Avant de décider de l’opportunité d’une poursuite au pénal, le procureur de la république peut enjoindre au conjoint violent de résider hors de la résidence et de ne pas s’y approcher sur demande de la victime. (Art.41-1 6° C.proc.pénal).

  • Saisir le juge aux affaires familiales (JAF) du tribunal judiciaire de votre domicile pour obtenir en urgence une mesure de protection vous concernant (ex : interdisant l’auteur des violences de s’approcher de vous…), il peut délivrer en urgence une ordonnance de protection et même s’il n’y a pas eu de cohabitation avec le conjoint violent (Art. 515-9 C.civ), 
  • La délivrance de l’ordonnance de protection « n’est pas conditionnée à l’existence d’une plainte pénale préalable. Le JAF la délivre lorsqu’il estime qu’il existe des raisons sérieuses de considérer vraisemblables les faits de violences allégués et que ces violences mettent en danger la personne ou les enfants (Art. 515-11 C.civ). La preuve des violences en tant que telle n’a pas à être rapportée. Le JAF peut être saisi par requête (Formulaire requête : https://www.service-public.fr/particuliers/vosdroits/R42412)
  • Vous pouvez vous rapprocher de votre protection juridique, d’une assistance sociale dans votre emploi, au sein de votre mairie ou bien une association d’aide aux victimes qui pourra vous aiguiller et vous accompagner dans vos démarches pour saisir la justice.
  • Le décret n° 2020-683 du 4 juin 2020 autorise déblocage anticipé de l’épargne salariale en cas de violences conjugales : (u deuxième alinéa de l’article L. 3323-5 sont les suivants : « 3° bis Les violences commises contre l’intéressé par son conjoint, son concubin ou son partenaire lié par un pacte civil de solidarité, ou son ancien conjoint, concubin ou partenaire :
    « a) Soit lorsqu’une ordonnance de protection est délivrée au profit de l’intéressé par le juge aux affaires familiales en application de l’article 515-9 du code civil ;
    « b) Soit lorsque les faits relèvent de l’article 132-80 du code pénal et donnent lieu à une alternative aux poursuites, à une composition pénale, à l’ouverture d’une information par le procureur de la République, à la saisine du tribunal correctionnel par le procureur de la République ou le juge d’instruction, à une mise en examen ou à une condamnation pénale, même non définitive.
  • Les sanctions pénales et civiles ont été renforcé par la loi n° 2019-1480 du 28 décembre 2019, ,visant à agir contre les violences au sein de la famille.

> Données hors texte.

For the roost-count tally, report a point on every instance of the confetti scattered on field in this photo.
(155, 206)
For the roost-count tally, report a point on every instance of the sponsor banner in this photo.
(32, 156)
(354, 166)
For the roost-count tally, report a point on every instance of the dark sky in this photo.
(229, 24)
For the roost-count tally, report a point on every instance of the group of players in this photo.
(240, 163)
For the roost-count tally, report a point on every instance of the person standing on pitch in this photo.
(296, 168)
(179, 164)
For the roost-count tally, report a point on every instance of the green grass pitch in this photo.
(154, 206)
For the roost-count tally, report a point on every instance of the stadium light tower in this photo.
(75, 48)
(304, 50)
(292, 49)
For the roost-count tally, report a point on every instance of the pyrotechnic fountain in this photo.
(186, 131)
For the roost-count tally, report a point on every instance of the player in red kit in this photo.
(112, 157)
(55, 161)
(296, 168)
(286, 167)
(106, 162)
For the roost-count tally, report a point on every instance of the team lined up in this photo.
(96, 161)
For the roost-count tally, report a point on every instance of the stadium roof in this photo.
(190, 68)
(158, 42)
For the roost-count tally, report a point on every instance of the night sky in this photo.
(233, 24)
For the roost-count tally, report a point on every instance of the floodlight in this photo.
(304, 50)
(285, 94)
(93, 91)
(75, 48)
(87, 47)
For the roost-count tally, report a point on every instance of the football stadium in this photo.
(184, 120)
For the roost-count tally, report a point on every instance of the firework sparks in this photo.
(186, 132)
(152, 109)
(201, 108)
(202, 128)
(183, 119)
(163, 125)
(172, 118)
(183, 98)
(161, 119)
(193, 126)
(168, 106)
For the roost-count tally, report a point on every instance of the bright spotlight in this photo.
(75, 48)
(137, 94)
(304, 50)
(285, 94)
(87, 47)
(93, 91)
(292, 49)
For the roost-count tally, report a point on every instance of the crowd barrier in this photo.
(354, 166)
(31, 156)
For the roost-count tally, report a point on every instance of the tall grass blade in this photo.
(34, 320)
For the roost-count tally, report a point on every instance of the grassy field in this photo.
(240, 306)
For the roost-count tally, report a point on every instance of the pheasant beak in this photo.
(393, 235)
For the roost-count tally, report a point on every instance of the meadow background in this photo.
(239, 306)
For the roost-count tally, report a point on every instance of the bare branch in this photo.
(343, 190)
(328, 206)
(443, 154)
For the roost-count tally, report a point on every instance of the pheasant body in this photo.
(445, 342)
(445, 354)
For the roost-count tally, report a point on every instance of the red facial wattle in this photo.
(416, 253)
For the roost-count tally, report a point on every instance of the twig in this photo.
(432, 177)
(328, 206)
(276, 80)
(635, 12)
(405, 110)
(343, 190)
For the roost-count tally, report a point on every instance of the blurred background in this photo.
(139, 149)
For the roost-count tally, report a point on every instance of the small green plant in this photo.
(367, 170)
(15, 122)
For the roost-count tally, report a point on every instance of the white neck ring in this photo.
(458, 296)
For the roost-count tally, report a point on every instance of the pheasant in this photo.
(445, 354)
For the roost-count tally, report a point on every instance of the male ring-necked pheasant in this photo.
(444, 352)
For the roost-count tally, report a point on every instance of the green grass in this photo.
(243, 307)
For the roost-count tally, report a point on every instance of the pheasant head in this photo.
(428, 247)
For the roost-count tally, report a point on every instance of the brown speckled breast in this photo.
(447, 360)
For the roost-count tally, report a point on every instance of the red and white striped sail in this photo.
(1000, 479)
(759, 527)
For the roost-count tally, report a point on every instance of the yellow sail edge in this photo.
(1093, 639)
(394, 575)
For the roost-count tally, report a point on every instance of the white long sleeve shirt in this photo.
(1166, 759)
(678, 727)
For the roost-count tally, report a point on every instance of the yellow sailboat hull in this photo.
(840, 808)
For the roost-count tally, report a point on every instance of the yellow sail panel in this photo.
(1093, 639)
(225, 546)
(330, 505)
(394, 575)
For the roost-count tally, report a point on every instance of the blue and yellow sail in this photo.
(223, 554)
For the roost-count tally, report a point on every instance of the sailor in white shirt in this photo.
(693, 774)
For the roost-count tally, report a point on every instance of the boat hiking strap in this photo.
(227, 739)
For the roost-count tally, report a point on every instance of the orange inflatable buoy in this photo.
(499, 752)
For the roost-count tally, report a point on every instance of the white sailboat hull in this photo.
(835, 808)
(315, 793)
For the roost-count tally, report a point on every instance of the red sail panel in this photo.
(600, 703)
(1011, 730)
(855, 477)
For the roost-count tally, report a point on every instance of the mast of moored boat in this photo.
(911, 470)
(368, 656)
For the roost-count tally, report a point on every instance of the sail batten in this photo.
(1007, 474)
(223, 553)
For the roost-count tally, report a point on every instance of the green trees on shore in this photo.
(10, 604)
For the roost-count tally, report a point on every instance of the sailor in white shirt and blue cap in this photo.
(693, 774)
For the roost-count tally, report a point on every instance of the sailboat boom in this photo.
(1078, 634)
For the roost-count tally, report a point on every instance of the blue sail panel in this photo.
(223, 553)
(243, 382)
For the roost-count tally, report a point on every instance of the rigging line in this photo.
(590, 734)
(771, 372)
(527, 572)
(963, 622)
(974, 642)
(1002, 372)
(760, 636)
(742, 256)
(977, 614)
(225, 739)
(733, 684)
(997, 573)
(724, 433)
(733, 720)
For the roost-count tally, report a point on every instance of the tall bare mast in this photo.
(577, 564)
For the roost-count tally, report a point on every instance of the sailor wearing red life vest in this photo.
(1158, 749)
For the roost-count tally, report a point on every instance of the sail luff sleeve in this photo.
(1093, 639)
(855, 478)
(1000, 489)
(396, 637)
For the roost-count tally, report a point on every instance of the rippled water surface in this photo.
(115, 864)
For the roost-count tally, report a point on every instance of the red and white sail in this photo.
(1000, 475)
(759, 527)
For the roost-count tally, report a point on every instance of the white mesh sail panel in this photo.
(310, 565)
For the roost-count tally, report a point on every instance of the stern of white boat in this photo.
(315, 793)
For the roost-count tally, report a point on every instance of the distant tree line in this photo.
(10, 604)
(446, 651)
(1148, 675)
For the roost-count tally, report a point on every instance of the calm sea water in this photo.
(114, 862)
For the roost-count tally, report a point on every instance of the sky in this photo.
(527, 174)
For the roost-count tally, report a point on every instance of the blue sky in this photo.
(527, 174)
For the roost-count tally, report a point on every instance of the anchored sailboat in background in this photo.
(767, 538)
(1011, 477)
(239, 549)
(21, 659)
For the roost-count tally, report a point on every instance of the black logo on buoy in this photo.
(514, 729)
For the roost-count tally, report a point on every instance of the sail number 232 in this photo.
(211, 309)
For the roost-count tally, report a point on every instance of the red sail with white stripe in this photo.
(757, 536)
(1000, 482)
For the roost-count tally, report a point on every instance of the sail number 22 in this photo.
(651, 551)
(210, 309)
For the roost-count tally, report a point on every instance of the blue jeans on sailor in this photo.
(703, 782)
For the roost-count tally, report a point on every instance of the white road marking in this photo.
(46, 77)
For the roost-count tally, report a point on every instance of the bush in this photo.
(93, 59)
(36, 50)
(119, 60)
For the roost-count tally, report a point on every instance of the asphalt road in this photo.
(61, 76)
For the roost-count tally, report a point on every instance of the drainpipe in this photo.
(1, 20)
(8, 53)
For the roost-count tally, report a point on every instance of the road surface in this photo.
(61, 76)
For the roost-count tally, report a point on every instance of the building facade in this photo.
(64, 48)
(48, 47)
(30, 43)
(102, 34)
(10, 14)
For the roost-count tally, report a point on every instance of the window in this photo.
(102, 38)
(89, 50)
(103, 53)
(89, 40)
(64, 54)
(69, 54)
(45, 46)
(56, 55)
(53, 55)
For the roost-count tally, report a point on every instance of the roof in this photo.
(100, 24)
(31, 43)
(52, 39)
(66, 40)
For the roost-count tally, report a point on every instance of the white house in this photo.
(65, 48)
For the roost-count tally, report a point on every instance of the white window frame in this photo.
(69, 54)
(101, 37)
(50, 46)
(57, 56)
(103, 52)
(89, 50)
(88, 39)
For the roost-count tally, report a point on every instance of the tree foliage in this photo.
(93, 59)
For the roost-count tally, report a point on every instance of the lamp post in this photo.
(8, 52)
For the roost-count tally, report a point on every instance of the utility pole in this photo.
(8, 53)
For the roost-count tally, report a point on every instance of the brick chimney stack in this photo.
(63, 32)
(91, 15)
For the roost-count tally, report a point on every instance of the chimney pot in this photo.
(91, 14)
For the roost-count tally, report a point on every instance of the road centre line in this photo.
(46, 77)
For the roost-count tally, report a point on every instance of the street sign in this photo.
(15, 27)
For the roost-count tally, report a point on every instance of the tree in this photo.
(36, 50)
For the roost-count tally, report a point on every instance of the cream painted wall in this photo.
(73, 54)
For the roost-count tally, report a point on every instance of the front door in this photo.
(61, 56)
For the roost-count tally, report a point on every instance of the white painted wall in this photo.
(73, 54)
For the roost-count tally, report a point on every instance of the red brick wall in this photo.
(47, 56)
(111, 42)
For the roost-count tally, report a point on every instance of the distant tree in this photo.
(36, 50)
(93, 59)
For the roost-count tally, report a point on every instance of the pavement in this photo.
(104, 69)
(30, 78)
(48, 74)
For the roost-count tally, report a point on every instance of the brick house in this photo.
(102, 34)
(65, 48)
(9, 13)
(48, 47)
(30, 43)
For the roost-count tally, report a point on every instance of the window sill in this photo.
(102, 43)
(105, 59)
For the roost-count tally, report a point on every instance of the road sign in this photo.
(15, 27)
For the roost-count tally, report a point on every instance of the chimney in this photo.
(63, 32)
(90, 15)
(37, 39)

Les dispositions principales de la loi, c’est tout d’abord une volonté de permettre le recours à l’ordonnance de protection. « Sa délivrance n’est pas conditionnée à l’existence d’une plainte pénale préalable », permet la délivrance d’une ordonnance « y compris lorsqu’il n’y a pas de cohabitation » et fixe un délai de six jours pour la délivrer à compter du moment où le juge fixe la date de l’audience.

Le dispositif anti-rapprochement avec la généralisation du bracelet anti-rapprochement

Le port du bracelet anti-rapprochement a aussi été facilité. Pour connaitre la position géographique de l’auteur des violences en temps réel, grâce à un bracelet, mais également la victime via un boîtier, est notamment en cas de placement sous contrôle judiciaire, emprisonnement assorti d’un sursis avec mise à l’épreuve et aménagement de peine. 

Des logements réservés aux victimes de violences conjugales, à titre expérimental, et pendant trois ans, la loi prévoit la possibilité de louer des logements à des organismes pour les sous-louer à titre temporaire à des personnes victimes de violences. Mais aussi, un dispositif d’accompagnement adapté pour faciliter le dépôt de garantie, les garanties locatives, les premiers mois de loyer et le relogement. 

La déchéance de l’autorité parentale en cas de « violences alléguées par l’un des parents sur l’autre parent ou sur l’enfant », et on s’attaque aux pensions de réversion. Mais la filiation persiste et les enfants sont considéré comme des victimes.

Dans les cas les plus graves, le procureur de la république peut également remettre à la victime un téléphone « grave danger » qui lui permet, lorsque l’auteur des violences n’a pas encore été arrêté ou jugé, de contacter directement une plateforme spécialisée en cas de danger. Le cas échéant, la plateforme alertera les services de police et la victime pourra être géolocalisée. La loi autorise notamment l’attribution du téléphone en cas d’urgence, mais sans nécessairement attendre une décision judiciaire.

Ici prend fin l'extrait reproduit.